My research examines the relationship between international and domestic law through the caselaw of international courts and tribunals. More specifically, I investigate how certain international courts and tribunals, namely the International Court of Justice (and its predecessor, the Permanent Court of International Justice), the Appellate Body of the World Trade Organisation, the European and Inter-American Courts of Human Rights, and investor-state arbitral tribunals engage with domestic law in cases before them. The long-standing debate concerning the relationship between the domestic and the international legal orders—one of the foundational and most contested topics of international law—revolves around the binary distinction between the monist and the dualist theories. However, taking into consideration that in practice different legal orders and systems may relate to each other in a variety of ways, it is ultimately the jurisdictional framework of each court or tribunal that affects how they will deal with domestic law in cases before them. This explains why domestic law presents multiple dimensions in international adjudication. Overall, my research seeks to appraise the status of domestic law in international adjudication and its multiple dimensions through the mandate of the selected international courts and tribunals and the jurisdictional framework set by their constitutive instruments.

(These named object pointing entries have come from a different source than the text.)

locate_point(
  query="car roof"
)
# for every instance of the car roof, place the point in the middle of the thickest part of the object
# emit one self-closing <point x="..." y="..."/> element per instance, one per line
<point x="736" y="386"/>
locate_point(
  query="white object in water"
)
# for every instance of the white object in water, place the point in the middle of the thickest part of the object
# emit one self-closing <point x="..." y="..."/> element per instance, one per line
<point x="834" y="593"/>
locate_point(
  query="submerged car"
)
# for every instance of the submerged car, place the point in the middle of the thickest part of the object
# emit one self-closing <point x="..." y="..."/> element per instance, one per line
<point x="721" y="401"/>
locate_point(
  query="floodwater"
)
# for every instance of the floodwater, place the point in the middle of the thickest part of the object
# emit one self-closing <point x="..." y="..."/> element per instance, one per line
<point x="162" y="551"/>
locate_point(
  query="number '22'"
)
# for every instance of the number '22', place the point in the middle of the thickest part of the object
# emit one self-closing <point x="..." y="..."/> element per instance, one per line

  • Jingzhi Chen, DPhil in Law

Jingzhi Chen is a research student at the Oxford Law Faculty. She holds a master degree in legal theory from China University of Political Science and Law, and an LLB from Beijing Institute Technology with distinction. Her research interest lies in political and legal philosophy.

Research Summary

My doctoral research aims to explore a classic problem in liberal tradition: in a society with plural and incompatible comprehensive religious, philosophical and moral doctrines, how to justify a political action to illiberal citizens without disrespecting their comprehensive doctrines? I examine two kinds of liberal approaches on this problem: political liberalism and comprehensive liberalism. The former holds that we need to appeal to what reasonable citizens can be expected to endorse rather than any metaphysical claims about truth. And the second one holds a truth-dependent account that the principles of legitimacy should be based on a true comprehensive doctrine which is consistent with other doctrines. In my research, I plan to re-interpret the idea of respect for person to ground political legitimacy, providing a different truth-dependent account of legitimacy without committing to a particular conception of the good. I hope my research could ease the tension between these two approaches and also keep their insights.

  • Jan Langemeyer, DPhil in Law

Jan is a doctoral student in Law at Oriel College. Prior to the DPhil, Jan studied Law (Erste Juristische Prüfung) as well as Modern History and Islamic Studies (Bachelor of Arts) at the Albert-Ludwigs-University in Freiburg and at the Sorbonne Université in Paris. He also holds a Magister Juris (distinction) from the University Oxford.

Research Summary

My research examines the history of Administrative Law in England, France, and Germany in the late nineteenth and early twentieth centuries. The doctoral project is jointly supervised by Professor Joanna Bell and Professor Birke Häcker, and generously funded by Oxford’s Faculty of Law (Law Foundation Scholarship) and by Oriel College (Keith Hawkins Scholarship in Legal History).